Hofstra’s Digital Research Center (DRC): Tools for Building Scholarship in the Humanities

Lecture Date

3-23-2016

Streaming Media

Speaker Information

JOHN L. BRYANT is professor of English at Hofstra University. He is the author of Melville & Repose: The Rhetoric of Humor in the American Renaissance (Oxford 1993), The Fluid Text: A Theory of Revision and Editing for Book and Screen (Michigan 2002), and Melville Unfolding: Sexuality, Politics, and the Versions of Typee (Michigan 2008), as well as over 70 articles. In addition to A Companion to Melville Studies (Greenwood 1983), Dr. Bryant has edited Typee (Penguin 1996, 2005), Melville’s Tales, Poems, and Other Writings (Modern Library 2001), and (with Haskell Springer) the Longman Critical Edition of Moby-Dick (2006). He is the former editor of The Melville Society (1990-2013) and founding editor of Leviathan: A Journal of Melville Studies. He also created the MLA CSE-approved, electronic fluid-text edition Herman Melville’s Typee (Virginia 2006) and is currently director of the NEH-funded Melville Electronic Library and Hofstra University’s Digital Research Center

ADAM G. SILLS is associate professor of English at Hofstra University, specializing in Restoration and 18th-century British literature. He teaches a wide variety of surveys and seminars in the period that explore topics such as the rise of the novel, early modern aesthetic and political philosophy, the history of the book, the graphic novel, dramatic literature and the theater, and discourses of geography and cartography, which is his primary area of research. Dr. Sills has published articles on the intersections and tensions between cartographic representation and 18th-century British literature in English Literary History, Journal of Narrative Theory, and Literature Compass and has a book forthcoming from AMS Press, Against the Map: Cartography, Nation, and the Politics of Geography in Britain, 1678-1814. He is also a co-editor for the online journal Digital Defoe. His current research involves digitally mapping Daniel Defoe’s A Journal of the Plague Year and developing, with the support of Hofstra University’s Digital Research Center, a digital application called Itinerary, which will enable scholars to map works of literature.
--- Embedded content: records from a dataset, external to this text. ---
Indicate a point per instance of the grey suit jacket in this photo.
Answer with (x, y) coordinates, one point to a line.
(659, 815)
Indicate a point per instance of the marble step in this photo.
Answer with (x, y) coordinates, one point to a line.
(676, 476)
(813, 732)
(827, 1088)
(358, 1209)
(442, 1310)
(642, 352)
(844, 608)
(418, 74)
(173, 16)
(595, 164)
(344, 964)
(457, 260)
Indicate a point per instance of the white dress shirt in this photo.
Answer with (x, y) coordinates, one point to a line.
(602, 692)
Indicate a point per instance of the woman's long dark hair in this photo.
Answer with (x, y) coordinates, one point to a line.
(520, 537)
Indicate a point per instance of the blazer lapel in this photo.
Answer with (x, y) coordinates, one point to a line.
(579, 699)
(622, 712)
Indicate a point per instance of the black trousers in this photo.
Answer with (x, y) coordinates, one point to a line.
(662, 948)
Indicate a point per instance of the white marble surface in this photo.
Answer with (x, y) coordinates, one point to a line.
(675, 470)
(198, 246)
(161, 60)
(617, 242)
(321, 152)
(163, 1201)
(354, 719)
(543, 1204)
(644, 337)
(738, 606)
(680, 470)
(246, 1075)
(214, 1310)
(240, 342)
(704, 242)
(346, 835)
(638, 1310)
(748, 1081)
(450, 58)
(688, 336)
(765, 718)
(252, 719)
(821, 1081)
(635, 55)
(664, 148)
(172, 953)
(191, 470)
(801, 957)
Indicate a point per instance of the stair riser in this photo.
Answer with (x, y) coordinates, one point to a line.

VERN R. WALKER is professor of law at Hofstra University’s Maurice A. Deane School of Law. He holds a doctorate in philosophy from the University of Notre Dame, with specialization in knowledge theory, logic, and artificial intelligence. He earned the JD at Yale Law School, where he was editor of the Yale Law Journal. Prior to joining the Hofstra faculty, Dr. Walker was a partner at a Washington, D.C. law firm, where his practice included extensive work with expert witnesses and scientific evidence. At Hofstra, he teaches courses in scientific evidence, torts, and logic skills for legal reasoning, and he is director of the Law, Logic & Technology Research Laboratory (www.LLTLab.org). Dr. Walker has published extensively on the logic of legal reasoning and fact-finding, the use of scientific evidence in legal proceedings, and computational approaches to legal analysis. In addition, he designs computer software for representing and mining legal knowledge, and he explores ways to use such digital tools in his teaching.